Big Horn Pneumonia

Big Horn Pneumonia

David Sparks Ph.D.
David Sparks Ph.D.
Big Horn sheep lovers always want to accuse domestic sheepherders and domestic sheep for spreading pneumonia to populations of big horns. Talk to a rancher who runs sheep for a living and he will tell you that is a bunch of hysterical talk and there really is not whole lot of contact between big horns and their domestic herds to justify all of the finger-pointing. But the bottom line is that domestic sheep have been solely accuse of infecting bighorns with pneumonia. Hold the press. Some research conducted by the USDA's Dr. Margaret Highland and her team have found that the bacteria causing pneumonia in sheep can also be found in other species. “One of the bacteria that is associated with big horn sheep pneumonia, that being the bacterium mycoplasma ovipneumoniae was long thought to only infect sheep and goats wild and domestic, and then musk ox are in that family also.
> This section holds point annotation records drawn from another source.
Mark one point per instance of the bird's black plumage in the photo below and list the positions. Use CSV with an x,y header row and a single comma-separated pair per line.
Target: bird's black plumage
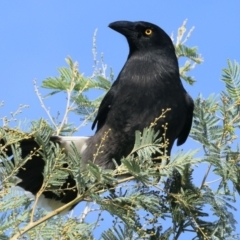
x,y
148,83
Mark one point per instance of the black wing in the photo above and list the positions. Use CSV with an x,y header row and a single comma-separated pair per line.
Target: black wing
x,y
105,107
188,124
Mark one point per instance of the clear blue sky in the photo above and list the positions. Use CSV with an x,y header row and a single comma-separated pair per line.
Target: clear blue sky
x,y
36,36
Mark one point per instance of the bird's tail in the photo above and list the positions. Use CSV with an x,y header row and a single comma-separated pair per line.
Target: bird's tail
x,y
31,167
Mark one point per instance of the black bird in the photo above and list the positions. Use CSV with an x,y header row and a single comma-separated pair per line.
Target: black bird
x,y
148,83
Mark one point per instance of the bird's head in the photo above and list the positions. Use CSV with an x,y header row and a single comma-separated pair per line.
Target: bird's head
x,y
142,35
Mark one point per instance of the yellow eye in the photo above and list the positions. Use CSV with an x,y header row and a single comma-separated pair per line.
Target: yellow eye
x,y
148,32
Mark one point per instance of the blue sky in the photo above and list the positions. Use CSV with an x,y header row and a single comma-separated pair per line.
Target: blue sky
x,y
36,37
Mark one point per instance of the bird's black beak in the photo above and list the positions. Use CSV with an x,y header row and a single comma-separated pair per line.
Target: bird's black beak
x,y
123,27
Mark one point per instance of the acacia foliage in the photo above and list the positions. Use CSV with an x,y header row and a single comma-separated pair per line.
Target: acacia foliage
x,y
152,199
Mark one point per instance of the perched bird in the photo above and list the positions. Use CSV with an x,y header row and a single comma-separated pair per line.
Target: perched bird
x,y
148,83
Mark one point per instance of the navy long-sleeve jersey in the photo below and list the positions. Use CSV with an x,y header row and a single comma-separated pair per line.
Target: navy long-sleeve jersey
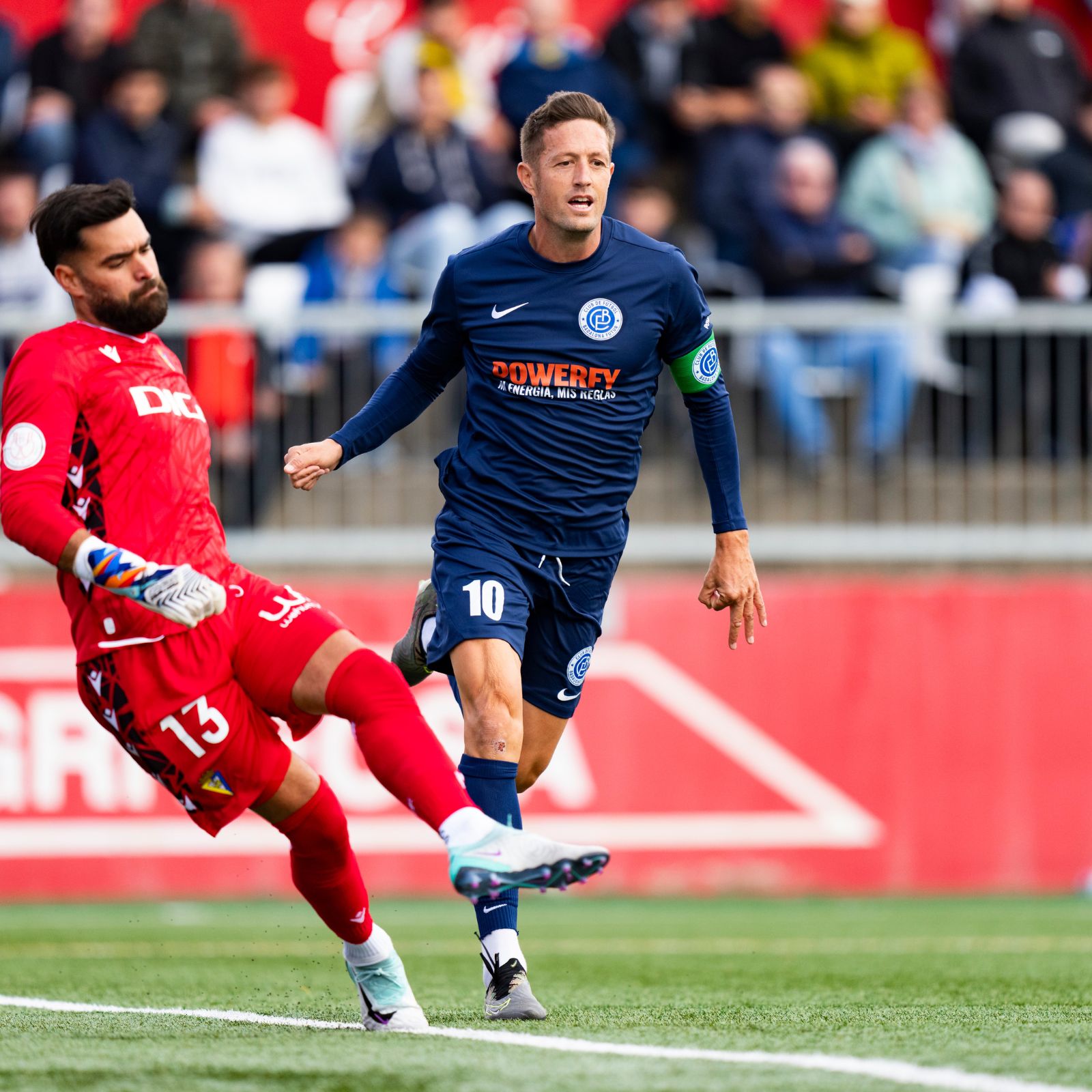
x,y
562,363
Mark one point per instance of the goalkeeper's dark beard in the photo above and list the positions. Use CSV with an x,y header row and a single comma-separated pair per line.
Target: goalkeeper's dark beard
x,y
139,313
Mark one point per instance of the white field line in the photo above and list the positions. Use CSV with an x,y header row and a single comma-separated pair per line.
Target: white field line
x,y
605,947
895,1073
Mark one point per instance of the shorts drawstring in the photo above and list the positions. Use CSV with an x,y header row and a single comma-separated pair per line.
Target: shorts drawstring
x,y
560,571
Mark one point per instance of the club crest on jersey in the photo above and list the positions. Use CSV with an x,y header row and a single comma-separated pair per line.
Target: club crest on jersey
x,y
25,446
578,666
600,319
707,365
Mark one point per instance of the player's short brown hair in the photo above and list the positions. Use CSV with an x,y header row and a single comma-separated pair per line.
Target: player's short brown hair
x,y
560,107
59,220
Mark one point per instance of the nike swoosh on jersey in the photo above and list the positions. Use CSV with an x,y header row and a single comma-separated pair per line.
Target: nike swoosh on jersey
x,y
500,315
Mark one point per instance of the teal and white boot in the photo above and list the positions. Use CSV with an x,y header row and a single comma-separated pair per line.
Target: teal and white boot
x,y
387,1002
509,859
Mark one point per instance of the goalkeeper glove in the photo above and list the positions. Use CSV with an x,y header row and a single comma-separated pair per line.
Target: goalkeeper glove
x,y
176,592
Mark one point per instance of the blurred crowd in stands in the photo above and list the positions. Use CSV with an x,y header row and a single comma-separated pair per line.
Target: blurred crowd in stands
x,y
862,165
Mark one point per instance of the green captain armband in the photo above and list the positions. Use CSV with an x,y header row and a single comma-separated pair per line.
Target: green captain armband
x,y
697,371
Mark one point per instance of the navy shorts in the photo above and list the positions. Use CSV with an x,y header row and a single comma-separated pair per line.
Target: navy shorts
x,y
549,609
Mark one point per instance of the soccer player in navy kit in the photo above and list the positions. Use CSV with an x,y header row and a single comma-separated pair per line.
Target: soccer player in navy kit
x,y
562,328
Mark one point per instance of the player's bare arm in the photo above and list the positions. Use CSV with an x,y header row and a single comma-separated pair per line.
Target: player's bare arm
x,y
732,582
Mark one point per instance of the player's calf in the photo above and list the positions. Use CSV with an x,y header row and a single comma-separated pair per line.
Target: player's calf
x,y
326,873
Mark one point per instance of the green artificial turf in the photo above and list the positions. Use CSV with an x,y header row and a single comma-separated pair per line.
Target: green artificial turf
x,y
991,986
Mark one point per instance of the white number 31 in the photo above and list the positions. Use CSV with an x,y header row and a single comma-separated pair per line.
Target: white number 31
x,y
487,598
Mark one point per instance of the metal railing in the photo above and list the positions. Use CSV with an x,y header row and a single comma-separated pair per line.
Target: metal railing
x,y
995,462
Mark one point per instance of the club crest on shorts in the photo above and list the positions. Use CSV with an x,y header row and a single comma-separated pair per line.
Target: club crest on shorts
x,y
578,666
601,319
707,365
214,782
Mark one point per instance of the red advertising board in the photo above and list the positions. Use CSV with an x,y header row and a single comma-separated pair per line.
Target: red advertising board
x,y
882,735
325,38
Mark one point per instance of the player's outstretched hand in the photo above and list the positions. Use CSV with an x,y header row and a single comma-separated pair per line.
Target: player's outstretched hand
x,y
176,592
182,594
306,463
732,582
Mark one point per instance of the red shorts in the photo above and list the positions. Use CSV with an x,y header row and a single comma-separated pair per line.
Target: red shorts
x,y
195,710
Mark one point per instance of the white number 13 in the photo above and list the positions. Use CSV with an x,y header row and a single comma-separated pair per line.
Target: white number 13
x,y
205,713
486,598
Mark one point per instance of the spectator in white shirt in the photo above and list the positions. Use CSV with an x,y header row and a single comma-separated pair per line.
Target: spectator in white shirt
x,y
269,177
So subfamily caprinae it's actually a subfamily taxonomically it’s caprinae subfamily. So the USDA, my laboratory within the animal disease research unit began looking at other species and began a study with Alaska also looking at their ungulates. And we have also found mycoplasma ovipneumoniae in Capriolanae which are the deer family and that's caribou, moose, white tailed deer, mule deer. That's all the species.”